In der Begründung wird ausgeführt, dass die angelastete Rechtsnorm des § 103 Abs.2 iVm § 134 Abs.1 KFG 1967 dem ordre public der Bundesrepublik Deutschland widersprechend bzw fremd sei. Insoweit der Bescheidspruch mit der Bescheidbegründung widersprechend und sohin in sich widersprüchlich sei, wäre bereits aus diesem Grunde das angefochtene Erkenntnis mit Rechtswidrigkeit behaftet.

In konkreter Form habe nicht der geringste Anlass bestanden, eine Gesetzesverletzung im Sinne der angelasteten Bestimmung zu begehen. Als normenkonformen Rechtsbürger wäre es aber als unredlich und unrichtig erschienen einen X-beliebigen namhaft zu machen, ohne tatsächlich dessen sicher zu sein, dass derjenige der tatsächliche Fahrzeuglenker gewesen wäre. Es wäre in der konkreten Situation erforderlich gewesen, entweder - wider besseres Wissen - sich selbst einer strafbaren Handlung zu bezichtigen - sohin anzugeben, dass man selbst der Fahrzeuglenker war - oder eine Drittperson der Lenkereigenschaft zu bezichtigen, obwohl man weiß, dass diese Person nicht der tatsächliche Fahrzeuglenker war. Durch die im Verfassungsrang stehende österr. gesetzliche Bestimmung des § 103 Abs.2 KFG sei gefordert, dass ein selbst normenkonformer/normengetreuer Normadressat zur Vermeidung einer eigenen Strafbarkeit wissentlich unrichtige Behauptungen gegenüber der Behörde tätigt, um sich selbst nicht strafbar zu machen. Eine derartige Vorgangsweise, nämlich Bezichtigung einer anderen Person im Sinne einer allenfalls strafrechtlich relevanten Verleumdung gemäß § 297 StGB könne von keinem normengetreuen Staatsbürger gefordert noch verlangt werden.
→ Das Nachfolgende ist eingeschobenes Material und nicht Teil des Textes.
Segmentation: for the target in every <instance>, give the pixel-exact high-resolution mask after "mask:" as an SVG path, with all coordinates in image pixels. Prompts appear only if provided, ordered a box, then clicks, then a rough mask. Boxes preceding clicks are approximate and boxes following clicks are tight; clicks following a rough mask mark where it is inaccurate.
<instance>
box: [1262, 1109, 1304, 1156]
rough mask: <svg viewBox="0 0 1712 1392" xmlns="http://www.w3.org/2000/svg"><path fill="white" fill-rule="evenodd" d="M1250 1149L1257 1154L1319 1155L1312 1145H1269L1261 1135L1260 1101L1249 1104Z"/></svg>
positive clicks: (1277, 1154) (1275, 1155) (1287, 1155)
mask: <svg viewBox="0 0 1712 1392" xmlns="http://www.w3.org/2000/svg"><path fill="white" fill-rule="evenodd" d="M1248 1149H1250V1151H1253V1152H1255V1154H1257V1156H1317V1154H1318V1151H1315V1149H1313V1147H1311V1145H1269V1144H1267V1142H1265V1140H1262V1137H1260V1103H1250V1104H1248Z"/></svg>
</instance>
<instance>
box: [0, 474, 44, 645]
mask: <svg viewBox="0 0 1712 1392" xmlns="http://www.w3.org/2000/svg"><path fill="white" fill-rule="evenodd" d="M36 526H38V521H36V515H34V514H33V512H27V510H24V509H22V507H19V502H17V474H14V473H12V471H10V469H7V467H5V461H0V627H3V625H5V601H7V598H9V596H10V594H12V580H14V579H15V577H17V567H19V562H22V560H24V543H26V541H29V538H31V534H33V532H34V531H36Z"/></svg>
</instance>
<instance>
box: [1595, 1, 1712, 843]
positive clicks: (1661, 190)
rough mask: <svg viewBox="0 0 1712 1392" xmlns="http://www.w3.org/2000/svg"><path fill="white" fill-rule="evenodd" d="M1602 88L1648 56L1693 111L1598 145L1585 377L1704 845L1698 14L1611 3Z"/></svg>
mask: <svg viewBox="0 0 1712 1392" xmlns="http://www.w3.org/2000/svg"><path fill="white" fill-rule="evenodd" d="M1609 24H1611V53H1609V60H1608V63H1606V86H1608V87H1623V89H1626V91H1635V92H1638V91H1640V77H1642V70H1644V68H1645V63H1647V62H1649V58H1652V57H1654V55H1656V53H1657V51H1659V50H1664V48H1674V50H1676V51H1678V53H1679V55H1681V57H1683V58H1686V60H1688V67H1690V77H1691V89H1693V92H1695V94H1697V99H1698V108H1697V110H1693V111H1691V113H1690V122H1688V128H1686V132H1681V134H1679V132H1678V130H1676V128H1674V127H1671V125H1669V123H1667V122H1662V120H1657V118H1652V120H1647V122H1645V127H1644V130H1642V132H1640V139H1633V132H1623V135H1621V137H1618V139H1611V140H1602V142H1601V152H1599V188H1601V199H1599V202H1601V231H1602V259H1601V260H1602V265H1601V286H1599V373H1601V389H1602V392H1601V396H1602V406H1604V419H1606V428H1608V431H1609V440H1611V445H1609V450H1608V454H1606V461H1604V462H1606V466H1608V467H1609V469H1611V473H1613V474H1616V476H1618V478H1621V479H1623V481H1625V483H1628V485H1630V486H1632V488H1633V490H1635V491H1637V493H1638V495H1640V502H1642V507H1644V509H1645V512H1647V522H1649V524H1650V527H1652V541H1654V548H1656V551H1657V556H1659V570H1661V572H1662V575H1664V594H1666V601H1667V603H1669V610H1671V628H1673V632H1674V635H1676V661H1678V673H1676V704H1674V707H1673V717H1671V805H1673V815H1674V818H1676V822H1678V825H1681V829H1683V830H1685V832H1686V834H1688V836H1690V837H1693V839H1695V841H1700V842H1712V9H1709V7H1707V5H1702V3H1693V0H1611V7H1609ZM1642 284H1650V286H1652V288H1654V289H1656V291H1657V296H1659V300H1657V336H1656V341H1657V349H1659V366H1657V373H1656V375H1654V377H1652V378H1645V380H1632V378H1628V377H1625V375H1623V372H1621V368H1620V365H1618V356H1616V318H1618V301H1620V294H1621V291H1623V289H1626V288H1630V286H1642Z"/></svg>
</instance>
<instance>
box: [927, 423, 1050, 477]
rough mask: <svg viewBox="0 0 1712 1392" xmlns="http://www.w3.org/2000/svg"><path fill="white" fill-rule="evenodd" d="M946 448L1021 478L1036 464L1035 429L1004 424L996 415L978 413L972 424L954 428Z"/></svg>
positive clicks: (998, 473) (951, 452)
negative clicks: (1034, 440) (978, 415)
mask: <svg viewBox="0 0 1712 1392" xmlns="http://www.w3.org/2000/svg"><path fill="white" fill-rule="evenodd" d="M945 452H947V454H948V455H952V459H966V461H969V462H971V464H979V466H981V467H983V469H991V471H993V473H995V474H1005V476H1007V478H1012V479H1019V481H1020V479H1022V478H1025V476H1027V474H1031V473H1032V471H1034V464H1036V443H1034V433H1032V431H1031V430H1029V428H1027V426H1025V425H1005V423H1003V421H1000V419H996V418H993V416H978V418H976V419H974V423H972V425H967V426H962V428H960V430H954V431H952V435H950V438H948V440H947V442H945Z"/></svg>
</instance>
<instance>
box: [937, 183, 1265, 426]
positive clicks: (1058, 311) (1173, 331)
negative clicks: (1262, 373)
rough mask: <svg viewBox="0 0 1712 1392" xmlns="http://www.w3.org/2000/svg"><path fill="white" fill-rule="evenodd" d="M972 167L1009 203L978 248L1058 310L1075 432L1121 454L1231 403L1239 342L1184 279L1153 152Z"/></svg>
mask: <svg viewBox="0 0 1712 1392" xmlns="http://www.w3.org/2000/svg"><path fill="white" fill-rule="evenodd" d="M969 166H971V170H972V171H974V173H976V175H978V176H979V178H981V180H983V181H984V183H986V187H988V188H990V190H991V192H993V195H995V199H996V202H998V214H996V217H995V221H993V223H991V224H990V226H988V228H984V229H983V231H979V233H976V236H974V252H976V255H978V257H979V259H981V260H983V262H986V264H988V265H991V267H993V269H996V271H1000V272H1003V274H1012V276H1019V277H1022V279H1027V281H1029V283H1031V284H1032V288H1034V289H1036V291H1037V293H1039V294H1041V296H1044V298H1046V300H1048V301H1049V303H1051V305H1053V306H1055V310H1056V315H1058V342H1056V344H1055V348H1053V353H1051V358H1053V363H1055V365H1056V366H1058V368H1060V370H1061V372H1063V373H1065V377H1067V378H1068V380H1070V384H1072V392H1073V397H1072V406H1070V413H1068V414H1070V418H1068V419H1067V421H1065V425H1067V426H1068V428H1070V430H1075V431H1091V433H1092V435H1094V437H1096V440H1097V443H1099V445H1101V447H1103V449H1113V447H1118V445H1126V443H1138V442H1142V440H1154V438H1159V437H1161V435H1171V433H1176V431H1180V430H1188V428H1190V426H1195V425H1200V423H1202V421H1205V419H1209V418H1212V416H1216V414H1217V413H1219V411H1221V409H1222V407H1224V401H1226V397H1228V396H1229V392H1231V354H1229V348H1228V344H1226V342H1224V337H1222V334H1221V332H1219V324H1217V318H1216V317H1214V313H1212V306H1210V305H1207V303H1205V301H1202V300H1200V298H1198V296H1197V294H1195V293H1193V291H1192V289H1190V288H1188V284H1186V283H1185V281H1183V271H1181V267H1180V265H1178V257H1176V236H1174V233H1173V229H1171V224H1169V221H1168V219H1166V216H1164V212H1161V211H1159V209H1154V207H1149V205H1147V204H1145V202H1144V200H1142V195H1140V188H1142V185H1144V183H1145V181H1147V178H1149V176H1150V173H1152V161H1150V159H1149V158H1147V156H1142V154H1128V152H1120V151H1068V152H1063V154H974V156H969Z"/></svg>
Mit der Ordnungsvorschrift des § 103 Abs.2 sei strafbares Verhalten im Sinne des Gesetzes nicht alleine beschrieben. Strafbar werde ein derartiges Verhalten erst in Verbindung mit einer Missachtung der Pflichten des Zulassungsbesitzers. Eine Zuwiderhandlung gegen die Pflichten sei dem Bw allerdings nicht zum Vorwurf gemacht worden.

Wäre mit der Lenkererhebung auch ein entsprechendes Grunddelikt bereits konkretisiert und individualisiert bekannt gegeben worden, wäre eine leichtere Individualisierung des allfälligen tatsächlichen Fahrzeuglenkers möglich gewesen. Eine Vorgangsweise ohne konkrete Bekanntgabe des tatsächlich angelasteten Deliktes sei der deutschen Rechtsordnung fremd und nach dieser unzulässig.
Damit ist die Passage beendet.